Jeune employé de banque sans-le-sou, il est amoureux de Cyprienne avec qui il entretient une relation secrète. Il n’hésite pas à voler son patron (le Baron de Puencaral) pour payer la dette de la famille Gédouard pour la sauver du déshonneur.


Le Baron Puencarral (Rémi Gibier) :

Riche banquier, il fait preuve d’une réelle philanthropie et tente de venir en aide aux plus démunis. Pourtant, c’est son employé, Rousseline, qui décide, sans son accord et pour une dette inférieure à quatre mille francs, de la saisie des meubles de la famille Gédouard.


  L’écrivain engagé

Romancier, dramaturge, poète, mais aussi homme politique, académicien et intellectuel engagé, Victor Hugo (1802-1885) est considéré comme l’un des plus grands écrivains romantiques de la langue française. Admiré pour ses romans et ses poèmes, son œuvre théâtrale est, quant à elle, moins connue du grand public. Prônant dès 1827 l’abandon des règles classiques, la réunion des genres, la coexistence du grotesque et du sublime dans la préface de Cromwell, il montre que le poète ne trouve qu’en lui sa loi et sa raison. Poète engagé, il récusera Napoléon dans Les Châtiments (1853) et dénoncera la "damnation sociale" dans Les Misérables (1862).

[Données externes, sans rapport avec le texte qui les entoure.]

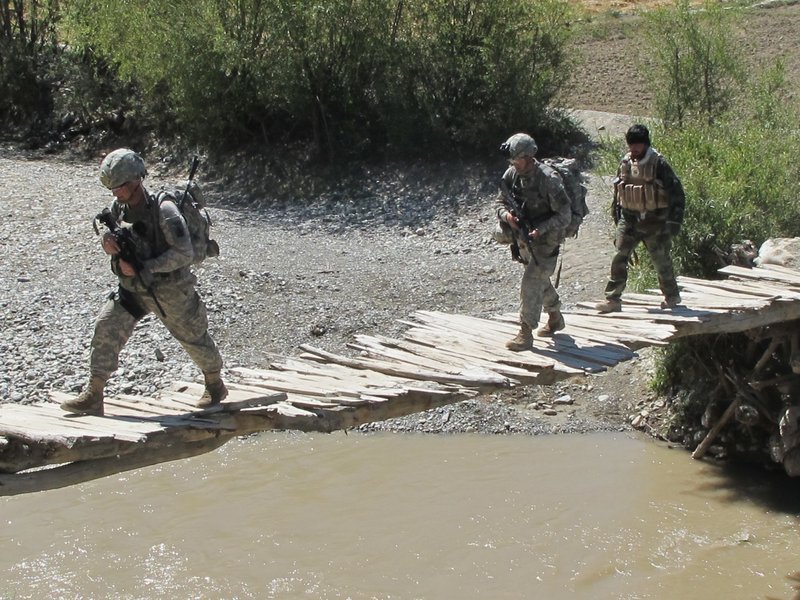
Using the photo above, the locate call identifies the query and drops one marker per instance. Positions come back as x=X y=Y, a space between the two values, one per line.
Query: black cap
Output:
x=637 y=134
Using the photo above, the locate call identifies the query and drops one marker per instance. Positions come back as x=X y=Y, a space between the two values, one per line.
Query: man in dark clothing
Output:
x=651 y=202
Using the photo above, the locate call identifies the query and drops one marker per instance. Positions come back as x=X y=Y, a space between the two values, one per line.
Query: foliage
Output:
x=696 y=71
x=28 y=49
x=732 y=152
x=340 y=77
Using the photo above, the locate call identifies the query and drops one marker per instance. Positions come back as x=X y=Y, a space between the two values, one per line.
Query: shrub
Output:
x=341 y=78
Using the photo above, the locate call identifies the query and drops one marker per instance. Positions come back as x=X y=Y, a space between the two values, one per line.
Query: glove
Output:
x=672 y=228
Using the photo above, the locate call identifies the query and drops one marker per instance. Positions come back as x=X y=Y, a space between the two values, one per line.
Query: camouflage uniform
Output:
x=546 y=207
x=165 y=249
x=652 y=203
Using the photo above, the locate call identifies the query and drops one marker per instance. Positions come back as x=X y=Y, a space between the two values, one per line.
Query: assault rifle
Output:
x=127 y=249
x=524 y=230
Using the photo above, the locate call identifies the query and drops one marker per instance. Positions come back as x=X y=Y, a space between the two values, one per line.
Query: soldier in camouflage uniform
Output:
x=651 y=202
x=546 y=210
x=164 y=285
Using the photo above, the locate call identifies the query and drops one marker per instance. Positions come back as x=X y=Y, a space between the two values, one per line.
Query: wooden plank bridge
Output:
x=441 y=359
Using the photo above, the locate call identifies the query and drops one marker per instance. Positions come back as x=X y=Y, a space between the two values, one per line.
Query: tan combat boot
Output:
x=554 y=323
x=215 y=391
x=522 y=341
x=89 y=401
x=609 y=305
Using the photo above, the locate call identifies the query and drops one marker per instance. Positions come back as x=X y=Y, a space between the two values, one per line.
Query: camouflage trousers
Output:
x=186 y=319
x=536 y=290
x=630 y=232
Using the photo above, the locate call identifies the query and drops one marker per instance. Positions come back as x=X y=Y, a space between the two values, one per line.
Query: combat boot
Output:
x=89 y=401
x=215 y=391
x=609 y=305
x=555 y=322
x=522 y=341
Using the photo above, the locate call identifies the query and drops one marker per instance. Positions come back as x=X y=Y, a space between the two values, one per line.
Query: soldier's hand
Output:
x=126 y=268
x=109 y=244
x=512 y=220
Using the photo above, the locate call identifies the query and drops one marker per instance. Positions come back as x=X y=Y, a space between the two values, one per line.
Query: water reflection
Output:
x=404 y=517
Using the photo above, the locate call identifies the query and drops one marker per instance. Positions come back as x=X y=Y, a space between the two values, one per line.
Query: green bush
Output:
x=336 y=78
x=28 y=50
x=695 y=70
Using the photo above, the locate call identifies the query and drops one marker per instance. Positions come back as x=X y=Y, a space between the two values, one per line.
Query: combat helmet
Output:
x=519 y=145
x=121 y=166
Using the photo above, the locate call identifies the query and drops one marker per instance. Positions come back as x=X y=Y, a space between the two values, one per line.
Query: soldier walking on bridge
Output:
x=155 y=278
x=533 y=212
x=649 y=202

Mille francs de récompense s’inscrit dans cette lignée : il souhaite faire entendre la voix du peuple, dénoncer l’injustice, briser les chaînes policières et défendre les libertés. Il fait de Glapieu, malfrat aux airs gouilleurs de Gavroche et au cœur battant d’un Valjean, le porte-parole de l’humanisme et de ses propres combats. Hugo écrivit un jour cette maxime célèbre à propos du régime de Napoléon III : « police partout, justice nulle part. » Cette pièce en est la parfaite illustration.

Quelques œuvres célèbres

Recueils de poésie

  • Odes et Ballades (1826)
  • Les Contemplations (1856)

Romans

  • Notre-Dame de Paris (1831)
  • Les Misérables (1862)
  • Quatrevingt-treize (1874)

Pièces de théâtre

  • Cromwell (1827)
  • Hernani (1830)
  • Théâtre en liberté (1886 - à titre posthume)

Pour en savoir plus :

  Le metteur en scène

« Tous les combats d’Hugo pour un utopique bonheur universel… »
Laurent Pelly - Agathe Mélinand

- Un metteur en scène précoce

Né en 1962, Laurent Pelly se fait connaître très tôt dans le milieu du théâtre puisqu’à seulement 18 ans, il fonde la Compagnie le Pélican qu’il va codiriger avec Agathe Mélinand. Ensemble, ils vont créer plusieurs pièces au Théâtre National de Chaillot à partir de 1989. En 1994, il est nommé metteur en scène associé au Cargo / Centre Dramatique National des Alpes (CDNA) et en devient le directeur en 1997. De 2000 à 2007, il met en scène de nombreuses œuvres lyriques en France et à l’étranger tout en poursuivant, en parallèle, son activité au CDNA.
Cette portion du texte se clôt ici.